Memorability’s Book Club: The Diving Bell & The Butterfly, JD Bauby
Does loss lead to appreciation of value?
There is beauty in being able to take things for granted. There is a gentle grace in believing that nothing will change, that no harm will come to you or to people you love, that the world is benevolent. This belief also means that you often only appreciate value when faced with loss- loss of love, of health, of time and opportunities, of freedom. Loss provides a point of growth and reflection. There is a lesson to be learned and a message to be shared. Loss gives perspective.
How do you cope with loss?
Do you become trapped by despair?
Do you have strategies to help you to recover?
I think that books provide a solution to everything, from stimulating your brain, to increasing empathy, and providing inspiration. As Clarissa Pinkola Estes says ‘Stories are medicine.’ The Diving-Bell & the Butterfly is Jean-Dominique Bauby’s reflection on his loss after becoming completely paralysed. He gives profound insight into loss, life, and how to find not just hope, but beauty in adversity.
The Book: The Diving-Bell & the Butterfly
The Diving-Bell & the Butterfly, is Jean-Dominique Bauby’s personal story written after he had a stroke in his forties, which left him with locked-in syndrome. Locked-in syndrome is the result of a stroke in the brain stem. People with locked-in syndrome have normal thinking and cognition, imagination and feelings, but are completely paralysed. Some are able to blink. He was able to blink with one eye only, and dictated this book, one letter at a time.
Why will you love it?
Jean-Dominique Bauby writes about his life and tragedy with tenderness, humour and honesty.

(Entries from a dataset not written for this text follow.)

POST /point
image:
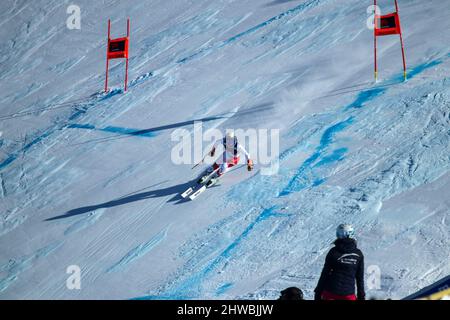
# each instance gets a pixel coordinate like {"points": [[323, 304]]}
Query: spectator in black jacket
{"points": [[344, 265]]}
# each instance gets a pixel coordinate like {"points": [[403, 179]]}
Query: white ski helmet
{"points": [[345, 231], [230, 139]]}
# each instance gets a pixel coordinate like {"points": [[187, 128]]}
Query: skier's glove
{"points": [[317, 296], [250, 165]]}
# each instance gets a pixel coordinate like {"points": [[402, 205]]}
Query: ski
{"points": [[195, 193]]}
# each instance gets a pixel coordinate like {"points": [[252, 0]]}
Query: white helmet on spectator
{"points": [[344, 231]]}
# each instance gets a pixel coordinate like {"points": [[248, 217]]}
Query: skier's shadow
{"points": [[134, 197]]}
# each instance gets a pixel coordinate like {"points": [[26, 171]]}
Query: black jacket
{"points": [[344, 265]]}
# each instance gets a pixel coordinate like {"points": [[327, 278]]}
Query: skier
{"points": [[230, 156], [343, 265]]}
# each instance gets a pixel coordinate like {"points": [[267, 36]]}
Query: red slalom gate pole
{"points": [[107, 58], [375, 40], [401, 41], [126, 67]]}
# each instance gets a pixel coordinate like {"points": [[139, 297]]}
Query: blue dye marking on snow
{"points": [[365, 96], [336, 156], [224, 288], [295, 10], [422, 67], [119, 130], [13, 156], [194, 282], [299, 181], [139, 251], [318, 182]]}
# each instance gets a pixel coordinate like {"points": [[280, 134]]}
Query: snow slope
{"points": [[86, 177]]}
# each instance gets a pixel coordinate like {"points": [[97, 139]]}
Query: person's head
{"points": [[345, 231], [291, 293], [230, 140]]}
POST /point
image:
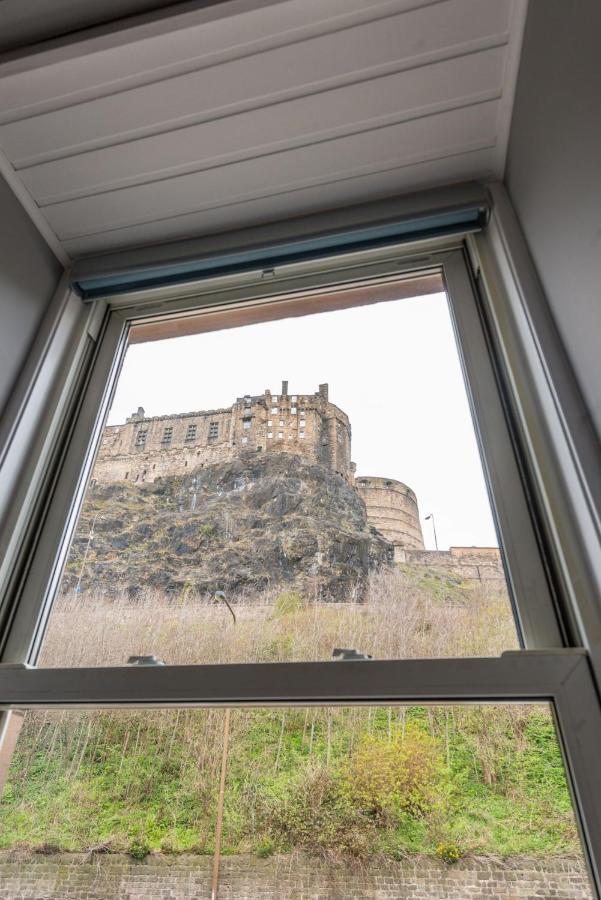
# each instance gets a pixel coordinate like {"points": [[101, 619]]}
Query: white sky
{"points": [[392, 367]]}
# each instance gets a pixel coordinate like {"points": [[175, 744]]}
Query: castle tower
{"points": [[392, 509]]}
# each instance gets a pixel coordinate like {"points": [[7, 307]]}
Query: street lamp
{"points": [[431, 516]]}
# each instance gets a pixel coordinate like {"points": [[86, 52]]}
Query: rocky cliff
{"points": [[256, 522]]}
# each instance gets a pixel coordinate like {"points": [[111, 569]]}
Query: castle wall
{"points": [[309, 426], [469, 563], [392, 509]]}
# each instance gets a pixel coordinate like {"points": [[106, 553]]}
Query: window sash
{"points": [[395, 268]]}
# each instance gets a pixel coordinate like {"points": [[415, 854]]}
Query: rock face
{"points": [[255, 522]]}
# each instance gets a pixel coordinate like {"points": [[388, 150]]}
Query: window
{"points": [[402, 671]]}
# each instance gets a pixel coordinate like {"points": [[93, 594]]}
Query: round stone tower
{"points": [[392, 509]]}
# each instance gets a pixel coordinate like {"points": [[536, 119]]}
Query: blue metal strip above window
{"points": [[466, 213]]}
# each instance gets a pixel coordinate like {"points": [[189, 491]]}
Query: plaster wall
{"points": [[29, 275], [553, 178]]}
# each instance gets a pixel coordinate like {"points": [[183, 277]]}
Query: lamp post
{"points": [[431, 516]]}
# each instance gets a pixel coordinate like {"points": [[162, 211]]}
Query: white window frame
{"points": [[490, 355]]}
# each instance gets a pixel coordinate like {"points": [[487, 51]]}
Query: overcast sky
{"points": [[392, 367]]}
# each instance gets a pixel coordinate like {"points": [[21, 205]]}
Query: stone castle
{"points": [[145, 449]]}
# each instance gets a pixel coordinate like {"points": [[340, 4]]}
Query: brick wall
{"points": [[108, 877]]}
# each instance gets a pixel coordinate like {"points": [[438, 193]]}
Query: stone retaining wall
{"points": [[118, 877]]}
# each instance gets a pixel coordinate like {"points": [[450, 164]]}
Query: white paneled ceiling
{"points": [[254, 110]]}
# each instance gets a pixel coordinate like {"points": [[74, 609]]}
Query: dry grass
{"points": [[406, 614]]}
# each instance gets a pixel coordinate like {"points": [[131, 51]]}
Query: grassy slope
{"points": [[152, 781], [149, 780]]}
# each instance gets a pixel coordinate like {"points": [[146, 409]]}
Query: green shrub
{"points": [[265, 848], [449, 853], [388, 775], [314, 816], [139, 849]]}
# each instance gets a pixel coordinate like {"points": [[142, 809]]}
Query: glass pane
{"points": [[343, 509], [386, 802]]}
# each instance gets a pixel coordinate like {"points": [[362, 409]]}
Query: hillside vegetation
{"points": [[340, 782], [243, 526]]}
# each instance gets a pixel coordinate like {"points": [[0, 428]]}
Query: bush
{"points": [[314, 816], [449, 853], [265, 848], [139, 849], [386, 776]]}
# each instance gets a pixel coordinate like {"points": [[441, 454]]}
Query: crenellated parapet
{"points": [[307, 425]]}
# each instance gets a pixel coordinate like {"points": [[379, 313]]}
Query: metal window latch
{"points": [[345, 653], [144, 661]]}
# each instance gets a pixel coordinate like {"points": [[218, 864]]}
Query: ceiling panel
{"points": [[263, 113]]}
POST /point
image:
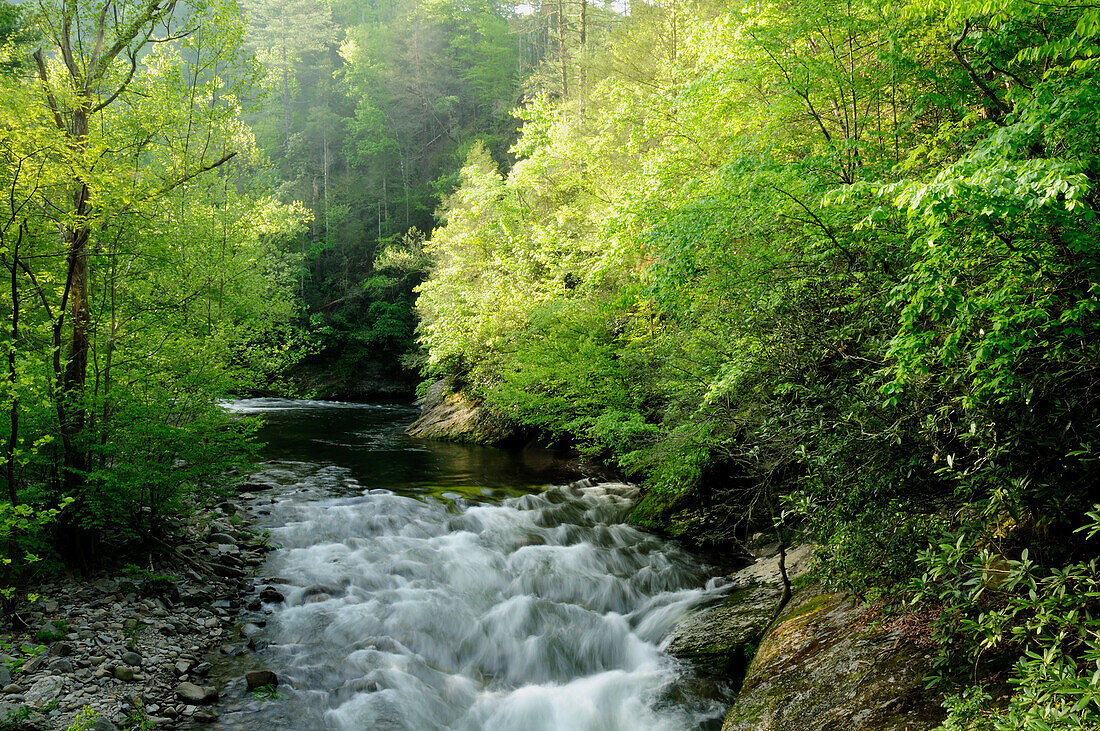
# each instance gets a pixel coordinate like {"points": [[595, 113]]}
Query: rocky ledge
{"points": [[451, 416], [135, 645], [820, 663]]}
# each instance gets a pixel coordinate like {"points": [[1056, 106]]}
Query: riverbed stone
{"points": [[61, 649], [194, 695], [271, 595], [61, 666], [820, 667], [44, 690], [446, 414], [722, 639], [260, 678]]}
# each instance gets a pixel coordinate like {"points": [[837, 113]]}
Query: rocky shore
{"points": [[136, 645], [818, 663]]}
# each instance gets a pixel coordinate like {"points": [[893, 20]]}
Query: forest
{"points": [[823, 268]]}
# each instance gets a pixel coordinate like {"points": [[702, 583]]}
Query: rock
{"points": [[193, 695], [260, 678], [44, 690], [226, 571], [818, 668], [722, 639], [61, 650], [318, 593], [767, 569], [453, 417], [271, 595], [61, 666]]}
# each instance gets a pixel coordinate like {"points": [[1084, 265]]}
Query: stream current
{"points": [[442, 586]]}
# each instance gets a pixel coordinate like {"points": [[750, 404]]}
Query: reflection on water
{"points": [[440, 586]]}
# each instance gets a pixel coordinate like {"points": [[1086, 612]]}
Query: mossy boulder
{"points": [[451, 416], [722, 639], [821, 665]]}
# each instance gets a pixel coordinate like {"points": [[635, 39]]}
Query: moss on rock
{"points": [[820, 667]]}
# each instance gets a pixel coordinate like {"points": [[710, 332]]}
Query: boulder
{"points": [[722, 639], [260, 678], [194, 695], [271, 595], [818, 666], [455, 418], [44, 690]]}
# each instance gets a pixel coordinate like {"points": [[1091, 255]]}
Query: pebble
{"points": [[120, 648]]}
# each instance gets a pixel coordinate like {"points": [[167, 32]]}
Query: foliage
{"points": [[826, 259], [145, 272], [84, 720], [1040, 618]]}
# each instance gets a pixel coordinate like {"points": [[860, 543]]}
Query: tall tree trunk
{"points": [[561, 48], [79, 313], [13, 379]]}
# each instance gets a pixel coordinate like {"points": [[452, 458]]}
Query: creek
{"points": [[443, 586]]}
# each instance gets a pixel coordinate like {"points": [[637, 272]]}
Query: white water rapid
{"points": [[539, 611]]}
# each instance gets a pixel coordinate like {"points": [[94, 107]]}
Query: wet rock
{"points": [[817, 668], [44, 690], [194, 695], [226, 571], [271, 595], [260, 678], [453, 417], [722, 639], [318, 593]]}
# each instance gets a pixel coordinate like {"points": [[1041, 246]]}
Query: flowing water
{"points": [[439, 586]]}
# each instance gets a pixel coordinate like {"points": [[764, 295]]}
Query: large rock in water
{"points": [[818, 667], [453, 417], [722, 638]]}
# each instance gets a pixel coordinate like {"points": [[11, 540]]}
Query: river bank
{"points": [[136, 644]]}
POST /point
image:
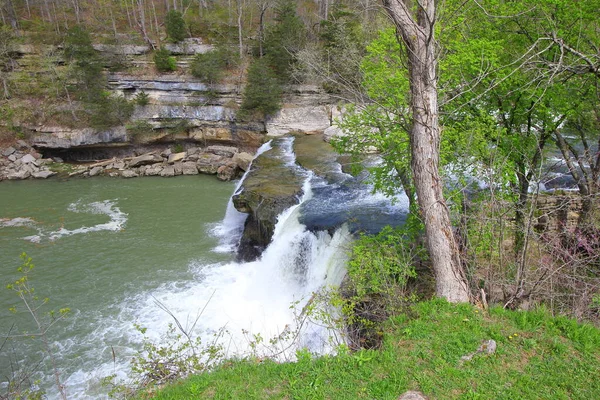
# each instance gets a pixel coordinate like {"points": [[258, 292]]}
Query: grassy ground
{"points": [[537, 357]]}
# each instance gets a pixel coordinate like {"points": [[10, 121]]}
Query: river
{"points": [[111, 250]]}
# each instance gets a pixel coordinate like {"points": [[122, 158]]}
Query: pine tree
{"points": [[175, 25], [262, 95]]}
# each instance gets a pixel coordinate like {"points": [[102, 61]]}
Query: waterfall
{"points": [[230, 230]]}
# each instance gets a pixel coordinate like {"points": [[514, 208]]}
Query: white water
{"points": [[117, 221], [264, 298], [230, 230]]}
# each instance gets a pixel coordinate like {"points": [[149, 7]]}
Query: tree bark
{"points": [[417, 34]]}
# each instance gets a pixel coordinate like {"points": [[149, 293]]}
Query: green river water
{"points": [[95, 244]]}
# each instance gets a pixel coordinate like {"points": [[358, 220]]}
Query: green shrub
{"points": [[138, 128], [142, 99], [163, 61], [381, 264], [109, 111], [175, 25], [262, 95], [209, 67]]}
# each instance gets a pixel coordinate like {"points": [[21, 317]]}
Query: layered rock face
{"points": [[271, 186]]}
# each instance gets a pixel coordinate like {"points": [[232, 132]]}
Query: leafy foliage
{"points": [[163, 61], [175, 26], [283, 40], [210, 67], [262, 95]]}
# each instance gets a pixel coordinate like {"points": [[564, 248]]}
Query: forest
{"points": [[492, 131]]}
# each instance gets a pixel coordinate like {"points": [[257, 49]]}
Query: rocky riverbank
{"points": [[226, 162]]}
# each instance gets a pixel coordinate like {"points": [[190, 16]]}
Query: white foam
{"points": [[229, 231], [16, 222], [249, 300]]}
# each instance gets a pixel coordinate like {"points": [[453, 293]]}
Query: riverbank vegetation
{"points": [[537, 356], [518, 88]]}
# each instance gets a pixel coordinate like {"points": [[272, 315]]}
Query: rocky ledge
{"points": [[21, 162], [273, 184], [224, 161]]}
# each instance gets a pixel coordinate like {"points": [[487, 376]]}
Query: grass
{"points": [[538, 357]]}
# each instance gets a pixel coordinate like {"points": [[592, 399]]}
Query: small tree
{"points": [[262, 95], [284, 40], [175, 25]]}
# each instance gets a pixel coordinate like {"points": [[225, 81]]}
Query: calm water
{"points": [[99, 245]]}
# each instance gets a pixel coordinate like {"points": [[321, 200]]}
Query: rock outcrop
{"points": [[271, 186]]}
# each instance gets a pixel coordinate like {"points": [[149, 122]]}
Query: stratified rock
{"points": [[189, 168], [270, 187], [145, 159], [312, 119], [243, 160], [224, 151], [176, 157]]}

Through his words you understand the beauty of life and the value of every day moments which he refers to as, ‘these small gusts of happiness‘. With his insights, you see of the power of relationships, whether they are meaningful or not, whether they are fleeting or intense.
How do you find meaning wherever you are?
What makes the bleakest day more bearable?
How do you cope when no one can hear you?
With his story, he gives you the answers.
About Jean-Dominique Bauby
Jean-Dominique Bauby was an editor of Elle, in France, when he suffered from his stroke. He was an author and actor.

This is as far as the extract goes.